妙に声が気取っていたから、敢えて突っ込ませていただきましたが、どうやら本当に〝決まった〟と思って言ったようで、春樹は声を裏がらせた。


『うっ、うるせぇ!そんなこと思って言ってねぇから』

まったく説得力のない声にがっくり項垂れてしまう。


あぁ、やっぱりないよ私。
どうしてこんなバカのことで泣いちゃったりしたのよ。


再び歩き始め、「ストーカー並みの着信やメールの量はなに?」と問いかけると、思い出したように勢いよく話し始めた。

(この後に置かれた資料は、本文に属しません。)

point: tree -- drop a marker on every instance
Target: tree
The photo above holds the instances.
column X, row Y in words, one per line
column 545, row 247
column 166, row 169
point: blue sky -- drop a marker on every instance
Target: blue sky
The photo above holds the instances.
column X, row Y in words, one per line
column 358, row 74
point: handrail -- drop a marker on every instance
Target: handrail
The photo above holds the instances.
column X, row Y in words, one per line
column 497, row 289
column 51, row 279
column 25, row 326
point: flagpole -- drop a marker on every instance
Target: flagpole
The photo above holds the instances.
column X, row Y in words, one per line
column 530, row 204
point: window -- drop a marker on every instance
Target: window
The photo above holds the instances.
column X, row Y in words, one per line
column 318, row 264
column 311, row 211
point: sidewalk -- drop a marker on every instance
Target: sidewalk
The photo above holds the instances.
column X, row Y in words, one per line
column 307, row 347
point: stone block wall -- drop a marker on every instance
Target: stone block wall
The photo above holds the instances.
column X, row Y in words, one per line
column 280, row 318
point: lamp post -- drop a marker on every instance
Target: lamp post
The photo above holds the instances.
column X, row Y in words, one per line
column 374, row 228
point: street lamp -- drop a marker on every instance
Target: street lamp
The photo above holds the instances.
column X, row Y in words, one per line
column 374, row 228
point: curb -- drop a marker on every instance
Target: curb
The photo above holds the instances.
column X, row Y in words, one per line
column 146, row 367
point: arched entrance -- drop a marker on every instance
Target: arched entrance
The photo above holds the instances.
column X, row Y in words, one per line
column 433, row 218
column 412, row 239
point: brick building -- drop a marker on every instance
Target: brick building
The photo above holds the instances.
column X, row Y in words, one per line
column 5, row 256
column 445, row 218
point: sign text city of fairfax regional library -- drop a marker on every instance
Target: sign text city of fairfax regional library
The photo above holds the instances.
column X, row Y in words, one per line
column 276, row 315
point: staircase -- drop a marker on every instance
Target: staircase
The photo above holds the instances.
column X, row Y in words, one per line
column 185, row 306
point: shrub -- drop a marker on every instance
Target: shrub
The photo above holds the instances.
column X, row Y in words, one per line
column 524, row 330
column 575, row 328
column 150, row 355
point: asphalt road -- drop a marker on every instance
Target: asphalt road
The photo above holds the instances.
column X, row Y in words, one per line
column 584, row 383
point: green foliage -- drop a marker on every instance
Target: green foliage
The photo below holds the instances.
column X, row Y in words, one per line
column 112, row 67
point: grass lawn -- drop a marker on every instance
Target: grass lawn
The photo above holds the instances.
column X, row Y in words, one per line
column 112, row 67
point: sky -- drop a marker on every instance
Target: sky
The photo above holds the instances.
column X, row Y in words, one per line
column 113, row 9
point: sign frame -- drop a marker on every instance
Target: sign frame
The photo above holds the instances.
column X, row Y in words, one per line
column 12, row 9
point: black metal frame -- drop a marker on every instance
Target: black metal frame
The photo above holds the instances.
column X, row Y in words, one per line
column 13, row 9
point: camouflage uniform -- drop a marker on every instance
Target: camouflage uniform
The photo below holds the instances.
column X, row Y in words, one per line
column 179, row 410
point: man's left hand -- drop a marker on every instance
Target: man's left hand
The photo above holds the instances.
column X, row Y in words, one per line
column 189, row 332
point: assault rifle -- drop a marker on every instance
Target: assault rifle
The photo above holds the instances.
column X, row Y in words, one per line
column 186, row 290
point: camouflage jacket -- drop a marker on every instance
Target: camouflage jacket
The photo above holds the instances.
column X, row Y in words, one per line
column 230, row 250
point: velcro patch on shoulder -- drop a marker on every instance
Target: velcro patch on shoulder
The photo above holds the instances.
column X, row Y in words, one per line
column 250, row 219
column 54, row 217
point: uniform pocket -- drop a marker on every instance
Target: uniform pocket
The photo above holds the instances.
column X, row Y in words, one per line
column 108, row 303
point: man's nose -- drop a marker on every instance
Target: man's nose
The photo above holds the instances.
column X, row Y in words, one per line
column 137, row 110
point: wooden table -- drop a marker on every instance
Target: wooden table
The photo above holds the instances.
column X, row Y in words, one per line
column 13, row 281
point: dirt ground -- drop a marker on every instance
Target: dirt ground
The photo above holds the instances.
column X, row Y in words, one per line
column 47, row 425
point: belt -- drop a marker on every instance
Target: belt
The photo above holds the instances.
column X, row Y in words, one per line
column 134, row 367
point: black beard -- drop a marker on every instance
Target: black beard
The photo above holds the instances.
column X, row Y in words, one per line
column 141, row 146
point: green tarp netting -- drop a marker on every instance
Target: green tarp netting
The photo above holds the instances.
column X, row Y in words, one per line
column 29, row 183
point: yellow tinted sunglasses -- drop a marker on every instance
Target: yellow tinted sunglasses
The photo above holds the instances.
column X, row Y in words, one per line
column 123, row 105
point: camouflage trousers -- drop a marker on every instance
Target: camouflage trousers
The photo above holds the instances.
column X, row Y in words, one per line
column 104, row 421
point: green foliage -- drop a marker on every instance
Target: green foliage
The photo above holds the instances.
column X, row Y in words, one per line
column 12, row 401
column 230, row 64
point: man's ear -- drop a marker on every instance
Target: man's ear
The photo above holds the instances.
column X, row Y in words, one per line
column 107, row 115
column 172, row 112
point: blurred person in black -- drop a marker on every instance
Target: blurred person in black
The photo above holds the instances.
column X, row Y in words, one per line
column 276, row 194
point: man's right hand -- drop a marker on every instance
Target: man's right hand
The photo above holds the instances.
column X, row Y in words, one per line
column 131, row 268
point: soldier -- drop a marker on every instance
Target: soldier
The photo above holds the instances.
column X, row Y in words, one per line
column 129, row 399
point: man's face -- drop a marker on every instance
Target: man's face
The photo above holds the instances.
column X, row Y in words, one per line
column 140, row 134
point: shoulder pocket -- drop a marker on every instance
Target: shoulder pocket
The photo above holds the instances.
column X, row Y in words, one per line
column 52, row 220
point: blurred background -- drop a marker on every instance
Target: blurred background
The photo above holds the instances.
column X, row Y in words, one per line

『そうだ!おい早く帰ってこい!勝手にいなくなりやがって……!こっちは休日だっていうのに、痛い目にあっていたんだからなっ!』

「痛い目?なにがあったのよ」


意味が分からない言葉ばかり並べる春樹に問い掛けると、思いもよらぬ答えが返ってきた。

『来てるんだよ、家に!』

「誰がよ」

『琢磨だよっ!!』


やけくそに出された名前に、私の足はまた止まってしまった。